What I like about the paper is that is provides a unifying theory for various stability notions that have been discussed in the literature. One common thread that existing algorithms were known to have is post-hoc generalization, but it was later proved that this notion does not compose adaptively, meaning that, if individual algorithms prevent overfitting in the sense of post-hoc generalization, combining them may permit overfitting. The current notion, LSS, composes adaptively, similarly to differential privacy (DP). However, LSS is proved to be weaker than DP, but still sufficient to guarantee generalization. This proof is given via the monitor argument of Bassily et al. Under no further modeling of the general problem of adaptive data analysis, from previous results in the area we know that sqrt(k)/epsilon^2 samples are sufficient and necessary for generalization, where k is the number of queries and epsilon is the target accuracy, and we know differential privacy can guarantee this complexity, so I am not sure about direct practical implications of this work. For now I see the advantages as being primarily of theoretical nature, however the possible directions given in Section 5 sound promising. In Definition 2.1., is there a specific reason why total variation distance is used? Could similar results have been proved with a different distance between distributions? I’m not sure how to reason about the alpha_i sequence in Theorem 2.7 (this has to interplay somehow with the sample accuracy requirement, and without an explicit mechanism it’s hard to analyze this trade-off). That aside, I don’t completely agree with the comment made just below, that the theorem is non-trivial for alpha_i <= epsilon_i. In particular, if alpha_i = epsilon_i, then the result is strictly worse than that of Theorem 2.7? The main weakness of this paper is that it is not clear what the space of LSS mechanisms is. It possibly allows mechanisms that give us all the benefits of DP, but circumvent other issues (or under some modeling assumptions they might even outperform DP). But currently the definition is too general to see explicit mechanisms. (Since the mechanisms don’t know the prior data distribution, it’s hard to see how to guarantee LSS.) 

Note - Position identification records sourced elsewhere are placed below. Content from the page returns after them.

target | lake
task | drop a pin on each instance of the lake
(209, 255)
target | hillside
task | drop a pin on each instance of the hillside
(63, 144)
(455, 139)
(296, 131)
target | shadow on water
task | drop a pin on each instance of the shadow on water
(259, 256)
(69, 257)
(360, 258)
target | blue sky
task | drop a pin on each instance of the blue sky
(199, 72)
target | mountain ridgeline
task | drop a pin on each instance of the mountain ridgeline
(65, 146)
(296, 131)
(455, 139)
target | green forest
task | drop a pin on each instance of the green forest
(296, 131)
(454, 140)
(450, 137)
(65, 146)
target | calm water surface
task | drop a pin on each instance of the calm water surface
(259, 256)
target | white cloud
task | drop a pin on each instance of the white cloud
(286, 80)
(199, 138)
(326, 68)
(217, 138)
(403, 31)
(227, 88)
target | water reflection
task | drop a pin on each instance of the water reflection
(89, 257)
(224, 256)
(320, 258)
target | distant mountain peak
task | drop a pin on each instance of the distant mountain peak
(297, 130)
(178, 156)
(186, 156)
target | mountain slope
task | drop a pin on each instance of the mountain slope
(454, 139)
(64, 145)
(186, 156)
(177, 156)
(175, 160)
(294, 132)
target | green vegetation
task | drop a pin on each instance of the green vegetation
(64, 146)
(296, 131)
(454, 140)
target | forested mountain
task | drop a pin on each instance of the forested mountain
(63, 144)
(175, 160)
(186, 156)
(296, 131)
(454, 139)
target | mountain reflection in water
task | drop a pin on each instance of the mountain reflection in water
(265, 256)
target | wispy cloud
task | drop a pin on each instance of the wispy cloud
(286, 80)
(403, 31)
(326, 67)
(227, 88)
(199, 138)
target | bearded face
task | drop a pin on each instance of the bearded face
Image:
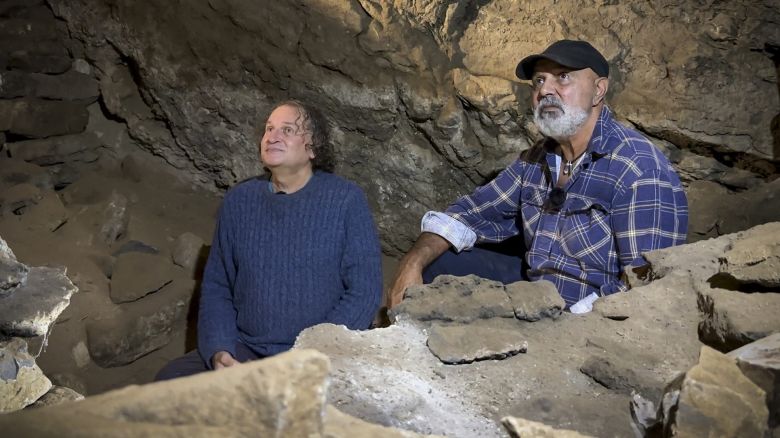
(559, 120)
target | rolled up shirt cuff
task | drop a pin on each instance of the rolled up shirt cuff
(584, 305)
(460, 236)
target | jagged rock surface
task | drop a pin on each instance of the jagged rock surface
(21, 381)
(759, 361)
(422, 95)
(281, 396)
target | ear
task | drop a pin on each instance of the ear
(602, 86)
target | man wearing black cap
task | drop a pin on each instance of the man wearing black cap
(588, 199)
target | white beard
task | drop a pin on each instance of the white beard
(559, 125)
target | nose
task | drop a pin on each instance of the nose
(547, 88)
(272, 135)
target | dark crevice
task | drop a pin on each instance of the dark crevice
(724, 280)
(763, 167)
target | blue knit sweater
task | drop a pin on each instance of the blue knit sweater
(280, 263)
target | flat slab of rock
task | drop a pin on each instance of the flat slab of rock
(760, 362)
(57, 395)
(456, 299)
(755, 260)
(521, 428)
(188, 252)
(733, 319)
(14, 171)
(341, 425)
(281, 396)
(70, 85)
(12, 273)
(55, 150)
(136, 275)
(37, 209)
(40, 118)
(31, 308)
(534, 300)
(21, 381)
(465, 344)
(623, 367)
(140, 327)
(716, 399)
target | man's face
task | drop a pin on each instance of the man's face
(286, 142)
(563, 98)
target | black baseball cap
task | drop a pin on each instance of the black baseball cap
(568, 53)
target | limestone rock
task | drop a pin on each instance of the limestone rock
(533, 301)
(521, 428)
(35, 209)
(57, 395)
(426, 83)
(135, 246)
(459, 344)
(140, 327)
(21, 381)
(755, 261)
(40, 118)
(71, 85)
(340, 425)
(281, 396)
(716, 399)
(14, 172)
(35, 62)
(458, 299)
(623, 368)
(136, 275)
(759, 362)
(111, 134)
(32, 307)
(115, 218)
(188, 252)
(715, 210)
(389, 376)
(55, 150)
(12, 273)
(732, 319)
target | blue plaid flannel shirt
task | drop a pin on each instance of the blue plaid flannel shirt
(623, 199)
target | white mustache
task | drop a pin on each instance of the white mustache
(550, 101)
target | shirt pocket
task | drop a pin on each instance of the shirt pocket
(531, 205)
(586, 234)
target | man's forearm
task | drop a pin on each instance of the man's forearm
(426, 249)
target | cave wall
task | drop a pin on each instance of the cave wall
(422, 94)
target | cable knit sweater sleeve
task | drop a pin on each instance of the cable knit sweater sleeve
(361, 268)
(217, 329)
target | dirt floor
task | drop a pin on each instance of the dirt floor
(159, 209)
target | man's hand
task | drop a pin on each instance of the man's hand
(407, 275)
(223, 359)
(426, 249)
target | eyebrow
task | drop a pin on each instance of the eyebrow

I wonder if this setup can be used to say something when the prior of the adversary is off. Currently it’s assumed that the prior is the actual data distribution, but does this framework allow saying something about overfitting if we know how much the adversary’s prior deviates from the true one? Minor comment: Is there a reason why sequences in X^n (possibly non-iid samples) are considered? I didn’t see any motivation for non-iid data sets, however considering a distribution over sequences seemed to make notation and discussion unnecessarily more complicated at times. Overall I think the paper gives some interesting theoretical insights. It’s hard to see at this point what its practical implications might be. Post-feedback: I thank the authors for clarifying some confusions that I had, and I'm happy to see the authors are also thinking of novel mechanisms, as suggested in the reviews. I think this paper makes a good theoretical contribution and I still recommend acceptance.